By Pam Martens and Russ Martens: October 23, 2017
Over the past month, with little media attention, both Citigroup and Merrill Lynch have received fines from regulatory bodies for failure to properly report their trading in derivatives – an opaque trading arena that played a significant role in bringing down both firms during the financial crisis. As reported by the Government Accountability Office (GAO) in 2011, Citigroup received $2.5 trillion in cumulative, secret low cost loans from the Federal Reserve during the 2007-2010 financial crisis while Merrill received $1.9 trillion. These loans, many at almost zero interest rates, were made without the authorization or awareness of Congress. (See GAO chart below.) The loans to the two firms were on top of the publicly disclosed and Congress-approved TARP bailout funds.
Significant portions of the money loaned to Citigroup and Merrill Lynch were authorized by the Federal Reserve to be funneled to the broker-dealer subsidiaries of the firms in London – where it found its way into pursuits that remain undisclosed to this day. The GAO noted in its report:
“…without more complete documentation, how assistance to these broker-dealer subsidiaries satisfied the statutory requirements for using this authority remains unclear. Moreover, without more complete public disclosure of the basis for these actions, these decisions may not be subject to an appropriate level of transparency and accountability.”

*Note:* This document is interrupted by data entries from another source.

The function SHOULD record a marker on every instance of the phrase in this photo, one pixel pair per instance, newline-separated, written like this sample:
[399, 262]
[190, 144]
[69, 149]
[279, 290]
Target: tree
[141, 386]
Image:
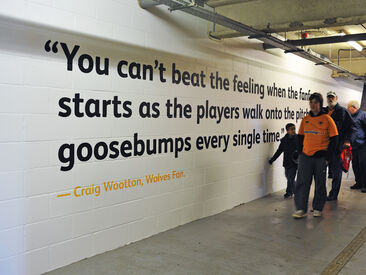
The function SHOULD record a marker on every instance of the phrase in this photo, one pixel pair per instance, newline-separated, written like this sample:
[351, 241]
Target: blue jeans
[308, 168]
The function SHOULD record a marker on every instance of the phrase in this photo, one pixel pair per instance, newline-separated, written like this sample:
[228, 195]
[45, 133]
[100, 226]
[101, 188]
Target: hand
[346, 144]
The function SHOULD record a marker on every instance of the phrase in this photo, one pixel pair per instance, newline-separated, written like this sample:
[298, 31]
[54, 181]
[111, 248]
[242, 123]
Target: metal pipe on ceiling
[328, 39]
[272, 40]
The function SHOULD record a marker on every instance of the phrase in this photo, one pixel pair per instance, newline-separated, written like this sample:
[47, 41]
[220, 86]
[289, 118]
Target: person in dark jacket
[288, 147]
[358, 143]
[345, 127]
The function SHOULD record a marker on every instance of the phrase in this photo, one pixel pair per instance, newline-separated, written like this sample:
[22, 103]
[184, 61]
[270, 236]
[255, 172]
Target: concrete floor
[259, 237]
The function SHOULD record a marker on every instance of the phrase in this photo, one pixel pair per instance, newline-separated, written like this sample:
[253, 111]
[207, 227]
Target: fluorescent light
[355, 45]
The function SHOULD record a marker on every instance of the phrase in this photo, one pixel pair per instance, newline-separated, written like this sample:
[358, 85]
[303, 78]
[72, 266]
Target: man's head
[291, 129]
[332, 99]
[315, 102]
[353, 106]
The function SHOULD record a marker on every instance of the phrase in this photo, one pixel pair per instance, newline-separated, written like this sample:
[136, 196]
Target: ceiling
[292, 18]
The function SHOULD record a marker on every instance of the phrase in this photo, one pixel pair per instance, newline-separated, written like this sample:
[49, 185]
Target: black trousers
[290, 173]
[335, 166]
[359, 165]
[309, 168]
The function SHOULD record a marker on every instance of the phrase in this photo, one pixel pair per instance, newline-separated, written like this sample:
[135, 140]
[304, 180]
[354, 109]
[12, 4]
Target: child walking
[288, 146]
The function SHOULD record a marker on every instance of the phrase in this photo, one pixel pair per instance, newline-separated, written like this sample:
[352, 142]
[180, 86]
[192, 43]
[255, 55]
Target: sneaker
[299, 214]
[330, 198]
[317, 213]
[356, 186]
[287, 195]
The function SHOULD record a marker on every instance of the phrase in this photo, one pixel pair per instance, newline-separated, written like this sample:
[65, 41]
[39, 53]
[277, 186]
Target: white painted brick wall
[40, 231]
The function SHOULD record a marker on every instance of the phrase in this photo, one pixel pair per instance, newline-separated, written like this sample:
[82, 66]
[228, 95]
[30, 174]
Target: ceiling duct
[272, 40]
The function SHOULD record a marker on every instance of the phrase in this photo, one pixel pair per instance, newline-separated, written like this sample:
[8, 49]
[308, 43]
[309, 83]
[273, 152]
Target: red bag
[346, 157]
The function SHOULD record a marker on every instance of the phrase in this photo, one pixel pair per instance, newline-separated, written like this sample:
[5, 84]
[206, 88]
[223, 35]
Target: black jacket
[288, 146]
[345, 124]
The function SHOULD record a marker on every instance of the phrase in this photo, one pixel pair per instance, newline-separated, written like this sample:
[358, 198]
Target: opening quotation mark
[54, 46]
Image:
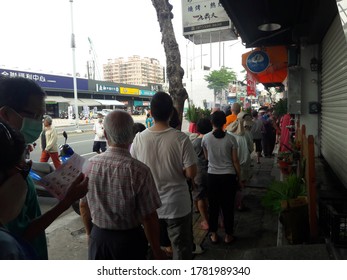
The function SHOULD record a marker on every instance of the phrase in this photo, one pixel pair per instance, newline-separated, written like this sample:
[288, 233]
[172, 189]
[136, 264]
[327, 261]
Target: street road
[81, 143]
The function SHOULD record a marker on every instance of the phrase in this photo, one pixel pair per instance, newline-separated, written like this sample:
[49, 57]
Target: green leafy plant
[290, 188]
[194, 113]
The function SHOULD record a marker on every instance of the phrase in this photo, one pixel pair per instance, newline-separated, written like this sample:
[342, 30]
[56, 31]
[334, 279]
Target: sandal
[204, 225]
[213, 241]
[229, 239]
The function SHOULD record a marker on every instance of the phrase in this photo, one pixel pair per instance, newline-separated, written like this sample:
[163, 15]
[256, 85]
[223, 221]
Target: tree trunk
[174, 71]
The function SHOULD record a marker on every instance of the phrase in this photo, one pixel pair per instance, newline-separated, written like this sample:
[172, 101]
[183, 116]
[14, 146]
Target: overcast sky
[36, 35]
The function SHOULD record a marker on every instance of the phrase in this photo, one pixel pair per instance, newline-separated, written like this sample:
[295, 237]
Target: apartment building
[134, 71]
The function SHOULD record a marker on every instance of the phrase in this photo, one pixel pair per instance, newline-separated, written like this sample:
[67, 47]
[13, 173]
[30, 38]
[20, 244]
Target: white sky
[36, 35]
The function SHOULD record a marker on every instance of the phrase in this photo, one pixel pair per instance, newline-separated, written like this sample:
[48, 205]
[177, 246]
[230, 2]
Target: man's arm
[191, 171]
[77, 190]
[152, 231]
[236, 163]
[86, 216]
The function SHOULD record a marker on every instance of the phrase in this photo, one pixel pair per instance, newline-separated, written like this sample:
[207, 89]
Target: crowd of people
[139, 191]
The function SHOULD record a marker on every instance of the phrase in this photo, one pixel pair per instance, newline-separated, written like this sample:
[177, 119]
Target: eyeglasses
[32, 115]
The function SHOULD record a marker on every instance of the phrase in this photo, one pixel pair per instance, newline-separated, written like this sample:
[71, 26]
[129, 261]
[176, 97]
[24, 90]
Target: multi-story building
[135, 70]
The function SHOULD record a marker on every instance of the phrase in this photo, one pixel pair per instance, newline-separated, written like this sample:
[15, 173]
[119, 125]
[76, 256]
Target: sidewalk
[257, 229]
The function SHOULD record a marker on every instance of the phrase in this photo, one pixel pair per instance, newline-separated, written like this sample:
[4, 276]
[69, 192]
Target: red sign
[251, 85]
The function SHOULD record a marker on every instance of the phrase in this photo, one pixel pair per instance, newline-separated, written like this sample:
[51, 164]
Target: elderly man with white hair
[122, 197]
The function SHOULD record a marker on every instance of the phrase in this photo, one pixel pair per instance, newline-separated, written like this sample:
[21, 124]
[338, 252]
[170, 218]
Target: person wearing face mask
[13, 191]
[49, 143]
[99, 144]
[22, 106]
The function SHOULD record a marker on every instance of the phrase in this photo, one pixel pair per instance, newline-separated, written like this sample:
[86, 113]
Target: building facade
[134, 70]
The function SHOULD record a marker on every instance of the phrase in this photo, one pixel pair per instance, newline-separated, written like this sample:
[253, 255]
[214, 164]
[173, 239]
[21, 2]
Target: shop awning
[90, 102]
[71, 102]
[55, 99]
[110, 102]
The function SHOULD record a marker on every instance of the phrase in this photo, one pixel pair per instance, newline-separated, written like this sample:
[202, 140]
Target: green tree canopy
[218, 80]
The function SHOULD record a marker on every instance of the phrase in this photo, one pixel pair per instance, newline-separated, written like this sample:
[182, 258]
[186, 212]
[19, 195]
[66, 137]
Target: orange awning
[276, 72]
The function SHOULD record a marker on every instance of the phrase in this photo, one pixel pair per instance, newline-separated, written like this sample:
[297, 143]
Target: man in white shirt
[171, 157]
[99, 144]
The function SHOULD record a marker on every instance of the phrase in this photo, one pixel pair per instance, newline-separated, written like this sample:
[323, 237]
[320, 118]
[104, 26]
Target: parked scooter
[41, 169]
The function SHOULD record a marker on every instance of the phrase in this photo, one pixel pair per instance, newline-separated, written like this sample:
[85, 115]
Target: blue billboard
[46, 80]
[147, 92]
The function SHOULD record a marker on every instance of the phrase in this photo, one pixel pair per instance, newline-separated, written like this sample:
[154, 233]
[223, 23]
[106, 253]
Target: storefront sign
[47, 81]
[251, 85]
[147, 92]
[132, 91]
[106, 88]
[257, 61]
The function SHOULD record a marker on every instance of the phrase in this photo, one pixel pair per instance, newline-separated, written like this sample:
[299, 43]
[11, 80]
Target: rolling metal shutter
[334, 100]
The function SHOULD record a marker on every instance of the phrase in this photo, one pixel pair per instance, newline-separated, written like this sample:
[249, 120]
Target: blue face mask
[31, 129]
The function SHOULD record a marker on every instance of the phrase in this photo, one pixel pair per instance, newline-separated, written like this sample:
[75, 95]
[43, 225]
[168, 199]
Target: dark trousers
[221, 196]
[107, 244]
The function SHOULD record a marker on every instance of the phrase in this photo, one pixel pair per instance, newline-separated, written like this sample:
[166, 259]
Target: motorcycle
[41, 169]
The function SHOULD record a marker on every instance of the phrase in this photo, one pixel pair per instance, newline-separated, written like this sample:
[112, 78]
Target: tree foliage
[218, 80]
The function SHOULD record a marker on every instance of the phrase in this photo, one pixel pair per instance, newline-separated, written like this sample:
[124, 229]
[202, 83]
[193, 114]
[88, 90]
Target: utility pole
[73, 48]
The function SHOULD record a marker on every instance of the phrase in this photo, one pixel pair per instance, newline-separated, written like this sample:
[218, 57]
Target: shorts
[258, 146]
[99, 145]
[200, 192]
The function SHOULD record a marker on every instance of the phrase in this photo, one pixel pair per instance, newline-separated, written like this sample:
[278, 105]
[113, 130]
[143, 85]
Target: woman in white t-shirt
[99, 144]
[220, 150]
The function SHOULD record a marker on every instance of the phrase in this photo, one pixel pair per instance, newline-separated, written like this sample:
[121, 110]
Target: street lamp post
[73, 48]
[191, 70]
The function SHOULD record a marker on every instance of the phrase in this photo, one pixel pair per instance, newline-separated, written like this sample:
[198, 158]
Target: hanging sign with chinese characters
[251, 85]
[46, 80]
[206, 18]
[257, 61]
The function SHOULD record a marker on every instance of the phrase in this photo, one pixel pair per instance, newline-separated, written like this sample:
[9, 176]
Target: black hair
[16, 92]
[204, 125]
[174, 120]
[218, 119]
[161, 106]
[227, 110]
[13, 146]
[138, 127]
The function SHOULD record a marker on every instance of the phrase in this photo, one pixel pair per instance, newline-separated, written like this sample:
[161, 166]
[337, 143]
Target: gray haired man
[122, 197]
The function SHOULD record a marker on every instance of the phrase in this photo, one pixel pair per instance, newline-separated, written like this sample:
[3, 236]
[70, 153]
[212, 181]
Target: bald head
[119, 128]
[236, 108]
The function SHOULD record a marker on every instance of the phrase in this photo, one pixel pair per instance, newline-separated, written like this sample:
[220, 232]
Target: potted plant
[288, 199]
[285, 161]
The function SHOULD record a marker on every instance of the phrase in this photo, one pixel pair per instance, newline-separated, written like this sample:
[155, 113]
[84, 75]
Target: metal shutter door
[334, 100]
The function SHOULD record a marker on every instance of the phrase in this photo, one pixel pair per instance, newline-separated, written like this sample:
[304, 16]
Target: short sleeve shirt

Derivative losses in the tens of billions of dollars were a major contributor to the financial crisis of 2007-2010. Wall Street banks had used the same counterparty for many of their derivative trades, firms like AIG and Lehman Brothers, who lacked the money to make good on the trades. AIG received a $185 billion bailout from the taxpayer with about half of that money going to pay Wall Street banks for their derivative trades and other exposure to the banks. Lehman filed bankruptcy, leading to panic and contagion on Wall Street.
Because of the central role that derivatives played in the Wall Street crisis, which led to the worst U.S. economic downturn since the Great Depression, the Dodd-Frank financial reform legislation that was passed in 2010 was supposed to prevent insured depository banks from holding dangerous levels of derivatives. Known as the “push out rule,” where derivatives would be pushed out of the insured banks, before that rule ever had a chance to take effect, Citigroup engineered its repeal.
On September 25, the Commodity Futures Trading Commission (CFTC) fined Citigroup $550,000 for failing to properly report derivative trades. One of the violations was defined as follows: “…Citi violated its reporting obligations by reporting ‘Name Withheld’ as the counterparty identifier for tens of thousands of swaps with counterparties in certain foreign jurisdictions.”
Today, for the second time in two years, the Financial Conduct Authority in the U.K. has fined Merrill Lynch (which was taken over by Bank of America during the financial crisis in 2008) for failure to properly report its derivative trades. Today’s action resulted in a fine of £34,524,000 over Merrill’s failure “to report 68.5 million exchange traded derivative transactions between 12 February 2014 and 6 February 2016.”
One of the most dangerous risks facing U.S. citizens is that they will succumb to Wall Street corruption-fatigue and allow these mega banks to plot their next plunder behind a dark curtain. Clearly, U.S. corporate media has already succumbed.